Murray was a backup catcher to Jim Hegan in Cleveland, Joe Tipton in Philadelphia, and Clint Courtney in Baltimore. As a member of the Athletics in , he shared the regular catcher's job with Joe Astroth and set personal bests in every major statistical category, including games played (84), hits (76), home runs (six), runs batted in (41) and batting average (.284). All told, he batted .252 with eight homers and 184 hits during his MLB career. He later managed in minor league baseball in the San Francisco Giants' organization.

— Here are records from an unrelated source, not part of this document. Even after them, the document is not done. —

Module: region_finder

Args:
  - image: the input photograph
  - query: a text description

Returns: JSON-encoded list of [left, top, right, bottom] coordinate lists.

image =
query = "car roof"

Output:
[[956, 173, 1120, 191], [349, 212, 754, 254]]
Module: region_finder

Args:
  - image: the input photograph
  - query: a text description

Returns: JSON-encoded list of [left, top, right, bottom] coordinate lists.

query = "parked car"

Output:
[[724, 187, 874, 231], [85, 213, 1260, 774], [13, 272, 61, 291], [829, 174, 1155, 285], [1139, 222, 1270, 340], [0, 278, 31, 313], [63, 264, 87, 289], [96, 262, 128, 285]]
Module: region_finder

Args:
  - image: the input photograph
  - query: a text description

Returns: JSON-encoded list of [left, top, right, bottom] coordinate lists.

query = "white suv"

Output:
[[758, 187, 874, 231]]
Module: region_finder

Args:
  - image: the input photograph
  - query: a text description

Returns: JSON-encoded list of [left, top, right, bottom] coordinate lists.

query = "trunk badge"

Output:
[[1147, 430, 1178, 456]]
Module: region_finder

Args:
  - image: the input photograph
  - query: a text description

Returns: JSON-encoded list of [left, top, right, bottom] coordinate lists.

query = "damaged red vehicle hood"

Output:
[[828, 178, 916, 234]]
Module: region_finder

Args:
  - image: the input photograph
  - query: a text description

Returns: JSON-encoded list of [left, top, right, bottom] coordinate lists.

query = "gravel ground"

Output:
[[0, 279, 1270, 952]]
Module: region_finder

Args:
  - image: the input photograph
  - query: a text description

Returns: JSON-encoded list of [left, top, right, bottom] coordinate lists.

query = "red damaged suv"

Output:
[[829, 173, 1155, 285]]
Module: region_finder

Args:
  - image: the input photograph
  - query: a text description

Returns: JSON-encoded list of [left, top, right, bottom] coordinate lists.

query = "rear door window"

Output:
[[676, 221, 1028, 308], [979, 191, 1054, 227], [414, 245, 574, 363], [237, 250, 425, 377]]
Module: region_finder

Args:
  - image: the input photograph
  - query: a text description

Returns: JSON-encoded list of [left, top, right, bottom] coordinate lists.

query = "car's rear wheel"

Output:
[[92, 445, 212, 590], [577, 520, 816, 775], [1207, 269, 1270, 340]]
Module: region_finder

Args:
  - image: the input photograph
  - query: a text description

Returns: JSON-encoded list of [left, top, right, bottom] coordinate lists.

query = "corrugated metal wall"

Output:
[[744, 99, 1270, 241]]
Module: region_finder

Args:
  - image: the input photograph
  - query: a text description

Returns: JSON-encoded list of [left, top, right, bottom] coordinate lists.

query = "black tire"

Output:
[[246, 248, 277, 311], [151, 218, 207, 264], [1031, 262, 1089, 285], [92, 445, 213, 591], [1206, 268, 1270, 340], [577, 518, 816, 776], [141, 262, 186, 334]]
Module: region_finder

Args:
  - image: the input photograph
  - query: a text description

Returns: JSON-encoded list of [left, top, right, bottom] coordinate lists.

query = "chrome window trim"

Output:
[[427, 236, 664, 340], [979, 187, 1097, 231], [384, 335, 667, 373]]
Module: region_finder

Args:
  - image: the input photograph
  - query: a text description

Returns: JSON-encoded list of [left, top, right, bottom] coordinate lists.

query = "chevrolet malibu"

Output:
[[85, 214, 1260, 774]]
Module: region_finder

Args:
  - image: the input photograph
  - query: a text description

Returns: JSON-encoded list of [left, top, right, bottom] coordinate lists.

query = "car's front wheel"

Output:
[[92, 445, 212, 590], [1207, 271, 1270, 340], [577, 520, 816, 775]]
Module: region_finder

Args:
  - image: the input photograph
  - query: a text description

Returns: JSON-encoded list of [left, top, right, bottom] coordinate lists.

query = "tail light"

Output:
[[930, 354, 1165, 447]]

Murray was a talented catcher with a big bat and a strong throwing arm. In his short career he allowed very few stolen bases (he notched 69 "caught stealings" in 1,803 innings caught) and quickly gained recognition as a gun slinger at the plate. Murray was known for his colorful antics with the umpires, which may have earned him the nickname "Deacon" for the way he preached to the umps. On one occasion, he stopped in the middle of a game and removed all of his catchers' gear to kneel at home plate and pray to the Lord to give the umpire eyesight because he must be blind, Murray was promptly ejected from the game.

==Post-career life==

After his baseball career Murray lived until his death in Fort Worth, Texas. He worked for many years for the Tarrant County sheriffs department as a warrant officer until his retirement. Murray raised two children, Buddy and Jill, he was involved in little league baseball for many years. He served as president of the Forest Hill youth association in the 1970s and managed several pony and colt league boys teams. Murray was also a very accomplished golfer carrying a scratch handicap up into his 50s, he was a longtime member of Glen Garden Country Club in Ft. Worth and also a winner of their club championship.